Le peuple somalien, les vraies victimes et les organisations humanitaires ont appelé à l'aide. La communauté internationale a innové en ne se désintéressant plus de la mort des autres. L'ONU a envoyé les troupes pour donner à manger aux enfants et désarmer les factions. Les enfants mangent, les factions ont toujours leurs armes. Cela est déjà un renversement de l'histoire, des lois éternelles et de la brutalité des hommes. Mais comment croire que l'on puisse faire manœuvrer d'énormes armées, même des armées de paix, dans un pays ravagé, sans faire des morts et des douleurs. La guerre à la guerre ne se fera jamais sans risques.

Faudrait-il pour une petite bataille ou une grosse erreur demander le rapatriement des soldats et abandonner à nouveau les enfants et les familles aux massacres inéluctables et à la famine probable ? Je dis non.
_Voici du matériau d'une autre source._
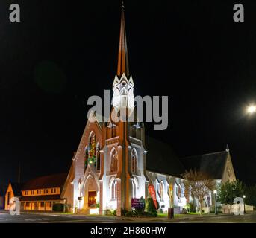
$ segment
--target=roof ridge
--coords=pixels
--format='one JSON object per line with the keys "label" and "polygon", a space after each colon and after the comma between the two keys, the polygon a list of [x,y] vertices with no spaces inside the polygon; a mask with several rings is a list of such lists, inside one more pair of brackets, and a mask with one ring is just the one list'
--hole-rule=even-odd
{"label": "roof ridge", "polygon": [[221,153],[228,153],[228,152],[226,150],[223,151],[219,151],[219,152],[210,152],[210,153],[206,153],[206,154],[202,154],[202,155],[191,155],[191,156],[186,156],[186,157],[181,157],[180,158],[181,159],[184,158],[195,158],[195,157],[203,157],[204,155],[216,155],[216,154],[221,154]]}

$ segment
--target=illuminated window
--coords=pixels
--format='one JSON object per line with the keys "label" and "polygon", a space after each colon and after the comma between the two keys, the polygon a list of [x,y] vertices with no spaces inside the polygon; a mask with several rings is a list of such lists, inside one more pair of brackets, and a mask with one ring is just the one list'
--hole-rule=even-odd
{"label": "illuminated window", "polygon": [[116,179],[113,180],[111,184],[111,199],[117,199],[117,181]]}
{"label": "illuminated window", "polygon": [[159,184],[159,196],[161,201],[163,200],[163,182],[160,181]]}
{"label": "illuminated window", "polygon": [[110,152],[110,172],[116,173],[118,170],[118,155],[115,148],[113,148]]}
{"label": "illuminated window", "polygon": [[131,173],[136,173],[137,170],[137,155],[135,149],[131,151]]}
{"label": "illuminated window", "polygon": [[132,181],[132,198],[136,199],[136,183],[135,181]]}
{"label": "illuminated window", "polygon": [[89,138],[89,145],[87,148],[87,156],[88,161],[87,161],[87,164],[96,164],[96,158],[97,158],[97,144],[96,144],[96,138],[95,133],[91,132]]}
{"label": "illuminated window", "polygon": [[97,147],[96,147],[96,151],[97,151],[97,165],[96,165],[96,169],[97,170],[101,170],[101,158],[100,158],[100,152],[99,152],[99,142],[97,143]]}

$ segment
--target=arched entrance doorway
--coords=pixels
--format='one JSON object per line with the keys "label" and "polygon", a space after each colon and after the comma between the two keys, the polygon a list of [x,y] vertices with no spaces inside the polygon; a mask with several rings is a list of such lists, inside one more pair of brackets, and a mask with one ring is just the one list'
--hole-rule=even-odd
{"label": "arched entrance doorway", "polygon": [[93,209],[96,208],[97,195],[99,187],[95,178],[88,176],[84,184],[84,209]]}

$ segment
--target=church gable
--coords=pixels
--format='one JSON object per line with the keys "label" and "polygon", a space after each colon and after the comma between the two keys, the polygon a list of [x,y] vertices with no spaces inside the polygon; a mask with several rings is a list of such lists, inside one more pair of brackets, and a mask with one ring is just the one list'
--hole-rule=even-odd
{"label": "church gable", "polygon": [[227,156],[227,160],[225,164],[225,167],[223,170],[223,174],[222,174],[222,182],[225,183],[226,181],[232,181],[237,180],[232,161],[231,161],[231,157],[230,155],[230,153],[228,152],[228,156]]}

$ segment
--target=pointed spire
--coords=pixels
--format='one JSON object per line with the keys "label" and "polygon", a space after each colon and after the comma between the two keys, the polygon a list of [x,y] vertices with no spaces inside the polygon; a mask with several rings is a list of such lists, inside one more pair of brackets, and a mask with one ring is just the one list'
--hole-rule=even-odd
{"label": "pointed spire", "polygon": [[127,48],[127,39],[125,31],[125,5],[122,1],[122,14],[121,14],[121,28],[120,28],[120,40],[119,50],[118,52],[118,65],[117,65],[117,76],[122,77],[125,73],[126,77],[130,76],[128,55]]}
{"label": "pointed spire", "polygon": [[227,144],[226,152],[229,152],[228,144]]}

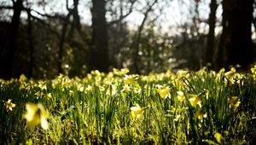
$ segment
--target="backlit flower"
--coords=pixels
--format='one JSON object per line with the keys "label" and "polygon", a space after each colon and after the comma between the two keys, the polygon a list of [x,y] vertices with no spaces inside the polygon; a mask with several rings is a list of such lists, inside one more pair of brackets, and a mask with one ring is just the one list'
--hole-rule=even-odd
{"label": "backlit flower", "polygon": [[177,100],[183,102],[185,98],[184,93],[183,91],[177,91]]}
{"label": "backlit flower", "polygon": [[16,107],[16,104],[12,103],[12,100],[9,99],[7,102],[5,102],[5,106],[7,109],[9,109],[10,111],[13,110],[13,107]]}
{"label": "backlit flower", "polygon": [[230,103],[231,107],[236,108],[241,104],[241,102],[237,96],[231,96],[230,97]]}
{"label": "backlit flower", "polygon": [[131,107],[131,117],[133,119],[140,118],[143,113],[143,109],[141,108],[141,107],[137,104],[136,107]]}
{"label": "backlit flower", "polygon": [[24,118],[26,119],[28,127],[36,126],[37,125],[41,124],[41,127],[44,130],[48,129],[48,115],[42,104],[26,103],[26,113],[24,114]]}
{"label": "backlit flower", "polygon": [[125,74],[125,78],[124,78],[124,83],[125,84],[130,84],[131,83],[134,79],[138,78],[138,75],[126,75]]}
{"label": "backlit flower", "polygon": [[190,102],[191,106],[195,107],[196,105],[199,105],[200,107],[201,107],[201,101],[200,96],[195,94],[190,94],[189,96],[191,97],[189,99],[189,101]]}
{"label": "backlit flower", "polygon": [[166,99],[168,96],[170,97],[171,89],[168,86],[158,85],[158,87],[157,91],[162,98]]}

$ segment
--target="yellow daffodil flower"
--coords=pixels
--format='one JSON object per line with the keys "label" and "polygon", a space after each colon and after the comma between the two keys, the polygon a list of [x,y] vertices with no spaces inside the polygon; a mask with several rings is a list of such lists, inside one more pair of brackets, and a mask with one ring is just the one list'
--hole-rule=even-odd
{"label": "yellow daffodil flower", "polygon": [[198,111],[196,111],[196,113],[195,113],[195,117],[196,117],[198,119],[202,120],[203,118],[207,118],[207,113],[203,114],[203,112],[202,112],[201,110],[198,110]]}
{"label": "yellow daffodil flower", "polygon": [[191,106],[195,107],[196,105],[199,105],[200,107],[201,107],[201,101],[200,96],[195,94],[190,94],[189,96],[191,97],[189,99],[189,101],[190,102]]}
{"label": "yellow daffodil flower", "polygon": [[12,100],[9,99],[7,102],[5,102],[6,109],[9,109],[10,111],[13,111],[13,108],[16,107],[16,104],[12,103]]}
{"label": "yellow daffodil flower", "polygon": [[241,102],[239,101],[239,98],[237,96],[231,96],[230,97],[230,103],[231,107],[236,108],[241,104]]}
{"label": "yellow daffodil flower", "polygon": [[188,74],[189,74],[189,72],[188,71],[183,71],[183,70],[179,70],[177,72],[177,78],[180,79],[183,77],[187,77]]}
{"label": "yellow daffodil flower", "polygon": [[177,122],[180,117],[181,117],[180,114],[177,115],[176,118],[173,119],[173,121]]}
{"label": "yellow daffodil flower", "polygon": [[136,107],[131,107],[131,117],[133,119],[138,119],[143,113],[143,109],[141,108],[141,107],[138,104],[137,104]]}
{"label": "yellow daffodil flower", "polygon": [[131,84],[134,79],[138,78],[138,75],[126,75],[125,74],[124,83],[125,84]]}
{"label": "yellow daffodil flower", "polygon": [[130,71],[128,68],[122,68],[121,70],[119,70],[117,68],[113,68],[113,73],[118,76],[122,76],[124,74],[128,73]]}
{"label": "yellow daffodil flower", "polygon": [[24,114],[24,118],[26,119],[28,127],[36,126],[37,125],[41,124],[41,127],[44,130],[48,129],[48,114],[42,104],[26,103],[26,113]]}
{"label": "yellow daffodil flower", "polygon": [[185,99],[184,93],[183,91],[177,91],[177,100],[183,102]]}
{"label": "yellow daffodil flower", "polygon": [[223,139],[223,136],[222,136],[222,135],[221,135],[220,133],[216,132],[216,133],[214,134],[214,137],[215,137],[216,141],[217,141],[218,143],[221,143],[221,140]]}
{"label": "yellow daffodil flower", "polygon": [[157,85],[157,91],[162,98],[166,99],[167,97],[170,97],[171,89],[168,86]]}

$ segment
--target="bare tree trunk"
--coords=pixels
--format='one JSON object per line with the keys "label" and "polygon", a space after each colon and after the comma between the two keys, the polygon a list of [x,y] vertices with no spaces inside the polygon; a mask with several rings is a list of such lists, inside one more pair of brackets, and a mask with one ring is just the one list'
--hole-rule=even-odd
{"label": "bare tree trunk", "polygon": [[16,38],[18,36],[20,14],[23,9],[23,0],[17,0],[14,3],[14,14],[12,17],[10,33],[9,36],[8,53],[5,60],[5,69],[3,78],[10,78],[14,75],[14,62],[16,52]]}
{"label": "bare tree trunk", "polygon": [[215,44],[215,23],[216,23],[216,10],[218,8],[217,1],[211,0],[210,3],[210,14],[208,19],[209,25],[209,33],[207,35],[207,45],[206,49],[205,54],[205,62],[211,63],[212,65],[213,62],[213,54],[214,54],[214,44]]}
{"label": "bare tree trunk", "polygon": [[247,68],[253,61],[252,45],[252,20],[253,0],[236,0],[229,21],[231,33],[230,65],[241,65]]}
{"label": "bare tree trunk", "polygon": [[32,25],[31,21],[31,10],[27,9],[27,33],[28,33],[28,43],[30,48],[30,64],[29,64],[29,72],[28,77],[32,78],[33,76],[33,67],[34,67],[34,45],[33,45],[33,38],[32,38]]}
{"label": "bare tree trunk", "polygon": [[65,20],[64,20],[64,23],[62,26],[61,35],[61,39],[60,39],[60,44],[59,44],[59,53],[58,53],[58,72],[59,73],[63,73],[63,69],[62,69],[63,50],[64,50],[64,45],[65,45],[65,41],[66,41],[66,34],[67,32],[67,26],[68,26],[68,22],[69,22],[71,14],[72,14],[72,12],[69,11],[67,15],[65,18]]}
{"label": "bare tree trunk", "polygon": [[142,38],[142,32],[143,32],[143,30],[144,28],[144,25],[145,25],[145,22],[148,17],[148,14],[149,12],[151,12],[153,9],[153,6],[157,3],[158,0],[154,0],[154,3],[152,3],[148,9],[146,10],[146,12],[144,13],[144,18],[141,23],[141,25],[139,26],[138,27],[138,32],[137,32],[137,40],[136,40],[136,44],[135,44],[135,54],[133,55],[133,65],[134,65],[134,69],[135,69],[135,72],[137,73],[137,74],[140,74],[140,69],[139,69],[139,67],[138,67],[138,53],[139,53],[139,46],[140,46],[140,44],[141,44],[141,38]]}
{"label": "bare tree trunk", "polygon": [[[223,67],[226,67],[227,50],[230,48],[230,30],[228,27],[228,20],[230,14],[230,0],[223,0],[222,2],[222,33],[219,39],[218,48],[216,55],[215,68],[219,69]],[[230,6],[229,6],[230,5]]]}
{"label": "bare tree trunk", "polygon": [[92,34],[90,44],[90,69],[108,72],[108,35],[105,0],[92,0]]}

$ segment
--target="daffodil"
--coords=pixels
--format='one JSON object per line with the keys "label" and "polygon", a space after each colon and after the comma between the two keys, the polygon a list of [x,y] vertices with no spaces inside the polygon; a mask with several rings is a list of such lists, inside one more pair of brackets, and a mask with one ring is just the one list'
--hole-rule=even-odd
{"label": "daffodil", "polygon": [[41,127],[44,130],[48,129],[48,114],[42,104],[26,103],[26,113],[24,114],[24,118],[26,119],[28,127],[36,126],[37,125],[41,124]]}
{"label": "daffodil", "polygon": [[118,76],[122,76],[124,74],[128,73],[130,71],[128,68],[122,68],[121,70],[119,70],[117,68],[113,68],[113,74],[118,75]]}
{"label": "daffodil", "polygon": [[217,141],[218,143],[221,143],[221,140],[223,140],[223,136],[222,136],[222,135],[221,135],[220,133],[216,132],[216,133],[214,134],[214,137],[215,137],[216,141]]}
{"label": "daffodil", "polygon": [[131,84],[134,79],[137,79],[138,75],[126,75],[125,74],[124,83],[125,84]]}
{"label": "daffodil", "polygon": [[109,95],[110,96],[114,96],[117,92],[116,87],[116,85],[109,84],[109,87],[106,92],[107,95]]}
{"label": "daffodil", "polygon": [[203,118],[207,118],[207,113],[203,114],[203,112],[201,110],[198,110],[195,113],[195,117],[198,119],[202,120]]}
{"label": "daffodil", "polygon": [[129,92],[131,91],[130,86],[128,84],[125,84],[123,90],[121,90],[121,92]]}
{"label": "daffodil", "polygon": [[7,102],[5,102],[5,106],[7,109],[13,111],[13,108],[16,107],[16,104],[12,103],[12,100],[9,99]]}
{"label": "daffodil", "polygon": [[170,97],[171,89],[168,86],[161,86],[158,85],[158,93],[162,97],[166,99],[168,96]]}
{"label": "daffodil", "polygon": [[239,101],[239,98],[237,96],[231,96],[230,97],[230,103],[231,107],[236,108],[241,104],[241,102]]}
{"label": "daffodil", "polygon": [[180,79],[182,78],[186,78],[189,75],[188,71],[179,70],[177,72],[177,78]]}
{"label": "daffodil", "polygon": [[180,114],[177,115],[176,118],[173,119],[173,121],[177,122],[180,117],[181,117]]}
{"label": "daffodil", "polygon": [[195,107],[196,105],[199,105],[200,107],[201,107],[201,97],[197,95],[195,95],[195,94],[190,94],[189,96],[191,97],[189,99],[189,101],[190,102],[191,106]]}
{"label": "daffodil", "polygon": [[131,117],[133,119],[138,119],[143,113],[143,109],[141,108],[141,107],[138,104],[137,104],[136,107],[131,107]]}
{"label": "daffodil", "polygon": [[183,102],[185,98],[184,93],[183,91],[177,91],[177,100]]}

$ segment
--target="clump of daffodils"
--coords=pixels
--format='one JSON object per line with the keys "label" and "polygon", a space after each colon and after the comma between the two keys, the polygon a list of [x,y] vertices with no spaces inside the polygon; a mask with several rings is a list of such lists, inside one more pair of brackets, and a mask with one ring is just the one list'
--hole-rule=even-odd
{"label": "clump of daffodils", "polygon": [[143,113],[143,108],[141,108],[141,107],[137,104],[136,107],[131,107],[131,113],[133,119],[138,119]]}
{"label": "clump of daffodils", "polygon": [[237,96],[230,96],[230,107],[234,109],[237,108],[241,104],[241,102]]}
{"label": "clump of daffodils", "polygon": [[200,96],[195,94],[189,94],[189,96],[190,96],[189,101],[192,107],[196,107],[196,105],[199,105],[199,107],[201,107],[201,100]]}
{"label": "clump of daffodils", "polygon": [[179,102],[183,102],[185,99],[184,93],[183,91],[177,91],[177,97]]}
{"label": "clump of daffodils", "polygon": [[47,118],[48,113],[44,110],[42,104],[34,104],[28,102],[26,104],[26,113],[24,114],[24,118],[26,119],[26,124],[29,128],[41,124],[41,127],[44,130],[49,128]]}
{"label": "clump of daffodils", "polygon": [[171,88],[169,88],[169,86],[166,86],[166,85],[157,85],[156,86],[158,89],[157,89],[157,92],[159,93],[159,95],[160,96],[161,98],[165,98],[166,99],[167,97],[171,97]]}
{"label": "clump of daffodils", "polygon": [[9,109],[10,111],[13,111],[13,108],[16,107],[16,104],[12,103],[11,99],[9,99],[7,102],[5,102],[4,105],[6,106],[6,109]]}
{"label": "clump of daffodils", "polygon": [[133,74],[133,75],[126,75],[125,74],[125,78],[124,78],[124,83],[125,84],[131,84],[134,79],[137,79],[138,78],[138,75]]}

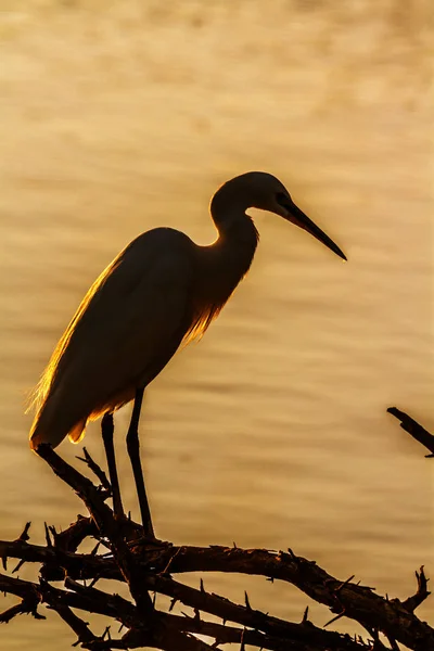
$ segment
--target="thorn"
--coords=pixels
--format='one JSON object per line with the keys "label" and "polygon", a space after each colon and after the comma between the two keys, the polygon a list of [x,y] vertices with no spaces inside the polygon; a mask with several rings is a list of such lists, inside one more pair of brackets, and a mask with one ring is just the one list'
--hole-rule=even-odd
{"label": "thorn", "polygon": [[48,524],[47,522],[43,523],[43,526],[46,528],[46,541],[47,541],[47,547],[49,547],[50,549],[52,548],[53,544],[51,541],[51,537],[50,537],[50,529],[48,528]]}
{"label": "thorn", "polygon": [[104,630],[104,633],[101,636],[101,640],[104,640],[105,638],[107,638],[107,640],[112,639],[112,637],[110,635],[110,626],[105,627],[105,630]]}
{"label": "thorn", "polygon": [[97,574],[97,576],[94,576],[94,577],[92,578],[92,580],[90,582],[90,584],[89,584],[89,588],[93,588],[93,586],[95,586],[95,585],[97,585],[97,582],[99,582],[99,580],[100,580],[100,578],[101,578],[101,575],[100,575],[100,574]]}
{"label": "thorn", "polygon": [[30,524],[31,522],[26,522],[23,533],[21,534],[18,540],[22,540],[22,542],[26,542],[26,540],[29,540],[30,536],[28,535],[28,529],[30,528]]}
{"label": "thorn", "polygon": [[244,633],[245,633],[245,628],[243,628],[243,633],[241,634],[241,646],[240,646],[240,651],[245,651],[245,644],[244,644]]}
{"label": "thorn", "polygon": [[347,578],[346,580],[344,580],[344,583],[342,583],[340,586],[337,586],[337,588],[334,591],[335,592],[340,592],[342,590],[342,588],[344,588],[345,586],[347,586],[349,584],[349,582],[353,580],[354,577],[355,577],[355,574],[353,574],[353,576],[350,576],[349,578]]}
{"label": "thorn", "polygon": [[247,595],[246,590],[244,590],[244,601],[245,601],[245,608],[247,610],[252,610],[251,602],[248,601],[248,595]]}
{"label": "thorn", "polygon": [[339,615],[336,615],[335,617],[333,617],[332,620],[330,620],[330,622],[328,622],[327,624],[323,625],[323,628],[326,628],[326,626],[329,626],[330,624],[333,624],[333,622],[337,622],[337,620],[341,620],[341,617],[343,617],[345,615],[345,609],[342,611],[342,613],[340,613]]}
{"label": "thorn", "polygon": [[297,557],[295,556],[295,553],[293,552],[291,547],[288,548],[288,553],[290,554],[290,557],[293,561],[298,561]]}
{"label": "thorn", "polygon": [[307,624],[308,623],[308,615],[309,615],[309,607],[306,605],[305,612],[303,613],[302,624]]}
{"label": "thorn", "polygon": [[21,559],[21,561],[16,564],[16,567],[14,567],[12,570],[12,574],[15,574],[15,572],[17,572],[20,570],[20,567],[23,567],[23,565],[24,565],[25,562],[26,561],[24,559]]}

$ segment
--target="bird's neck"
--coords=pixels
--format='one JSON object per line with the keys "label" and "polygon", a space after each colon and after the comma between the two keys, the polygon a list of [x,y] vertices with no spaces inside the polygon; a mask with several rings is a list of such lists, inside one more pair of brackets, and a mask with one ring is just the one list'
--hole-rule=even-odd
{"label": "bird's neck", "polygon": [[237,269],[241,280],[252,264],[259,233],[244,210],[226,212],[220,216],[212,209],[210,214],[218,231],[218,240],[213,246],[227,258],[230,268]]}

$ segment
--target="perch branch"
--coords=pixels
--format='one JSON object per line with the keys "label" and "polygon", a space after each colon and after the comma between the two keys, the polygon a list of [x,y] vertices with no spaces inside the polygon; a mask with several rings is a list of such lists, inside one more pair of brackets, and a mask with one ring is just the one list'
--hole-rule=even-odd
{"label": "perch branch", "polygon": [[395,418],[400,421],[400,426],[403,430],[408,432],[410,436],[416,438],[419,443],[425,446],[426,449],[430,450],[431,455],[425,455],[425,457],[434,457],[434,435],[430,434],[422,425],[420,425],[416,420],[413,420],[410,416],[408,416],[405,411],[400,411],[396,407],[390,407],[387,409],[388,413],[392,413]]}

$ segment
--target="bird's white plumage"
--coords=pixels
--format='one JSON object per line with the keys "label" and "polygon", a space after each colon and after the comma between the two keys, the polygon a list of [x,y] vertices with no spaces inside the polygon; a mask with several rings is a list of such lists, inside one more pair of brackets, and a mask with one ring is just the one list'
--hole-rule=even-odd
{"label": "bird's white plumage", "polygon": [[189,324],[191,245],[179,231],[149,231],[93,283],[42,379],[33,447],[77,439],[88,418],[132,399],[165,366]]}
{"label": "bird's white plumage", "polygon": [[225,183],[210,214],[219,237],[197,246],[159,228],[131,242],[90,288],[44,371],[30,446],[79,439],[88,419],[131,400],[184,339],[206,330],[248,271],[258,234],[245,210],[280,215],[342,251],[297,206],[282,183],[253,171]]}

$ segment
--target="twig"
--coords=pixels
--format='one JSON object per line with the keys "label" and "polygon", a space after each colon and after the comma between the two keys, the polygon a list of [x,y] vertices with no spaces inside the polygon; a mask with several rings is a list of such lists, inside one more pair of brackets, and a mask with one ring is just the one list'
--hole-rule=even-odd
{"label": "twig", "polygon": [[396,407],[390,407],[387,409],[388,413],[392,413],[395,418],[400,420],[400,426],[403,430],[408,432],[410,436],[416,438],[419,443],[421,443],[425,448],[427,448],[431,455],[425,455],[426,458],[434,457],[434,435],[430,434],[427,430],[422,427],[416,420],[413,420],[410,416],[408,416],[405,411],[400,411]]}

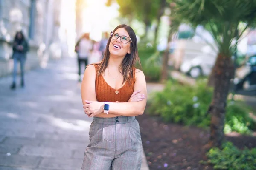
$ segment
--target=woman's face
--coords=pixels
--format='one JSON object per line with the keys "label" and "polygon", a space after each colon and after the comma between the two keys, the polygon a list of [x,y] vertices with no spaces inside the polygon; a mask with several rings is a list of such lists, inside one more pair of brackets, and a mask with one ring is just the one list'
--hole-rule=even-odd
{"label": "woman's face", "polygon": [[[113,35],[115,35],[116,37],[118,35],[120,36],[125,36],[130,38],[128,33],[123,28],[117,29],[113,33]],[[125,38],[125,37],[124,37]],[[127,53],[131,53],[131,41],[127,44],[125,44],[121,41],[121,37],[119,37],[116,40],[111,39],[110,43],[108,46],[108,50],[111,56],[117,57],[125,57]]]}

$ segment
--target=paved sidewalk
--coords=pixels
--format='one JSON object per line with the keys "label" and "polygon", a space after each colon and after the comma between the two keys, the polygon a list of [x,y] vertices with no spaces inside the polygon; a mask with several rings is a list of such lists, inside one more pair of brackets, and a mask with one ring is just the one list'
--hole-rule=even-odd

On parle trop légèrement de colonialisme. Personne ne veut s'approprier la terre somalienne. Seuls nous intéressent les hommes et ceux-là, quand ils souffrent n'ont pas de nationalité. Je sais que ces opérations de protection des corps, selon la belle formule de Camus reprise par Sartre et Aron, exigent, pour être efficaces, la compréhension et la coopération des intellectuels du tiers-monde. Ce sont leurs enfants que l'on entend protéger. Ils ne peuvent pas prétendre que les massacres s'ennoblissent d'être déclenchés par des armées locales. Le reproche comme le remords colonial n'imposent aucune cécité. Les fusils des pauvres font aussi des trous dans les poitrines des pauvres.

C'est avec ces intellectuels, à l'appel des minorités menacées, que se construira peut-être le droit d'ingérence, qu'il faudrait mieux nommer droit d'urgence humanitaire pour ne choquer personne. Pour l'accomplir, il convient de rêver à une armée efficace, force permanente des Droits de l'Homme et de l'ONU, soldats des pays pauvres et soldats des pays riches enfin mélangés. On improvise trop : il convient de codifier et de préciser cette nouvelle utopie humanitaire ainsi que de toujours tenter de prévenir les conflits, plutôt que de s'interroger trop tard. À Mogadiscio, comme à Sarajevo, nous avons trop tardé.

En Somalie, je garde espoir, et la France – pas seulement avec ses soldats – a un grand rôle à jouer. Au Cambodge, je garde espoir. Malgré les difficultés et les incertitudes de demain, quel progrès en quinze ans ! Les Khmers rouges, encore malfaisants, sont enfin isolés. En Bosnie, hélas, je crains que le pire ne soit en route.

Que voulons-nous ? Que les hommes se parlent avant de mourir et qua la communauté internationale protège les faibles. C'est immense. Ne crachons pas sur l'ONU Avancées, reculs, dérobades, il y a toujours du danger où il y a mouvement. Je suis de ceux qui pensent qu'il faut tout faire pour protéger les vies, même quand c'est impossible. Essayons donc avec l'ONU : nous n'avons aucun autre instrument.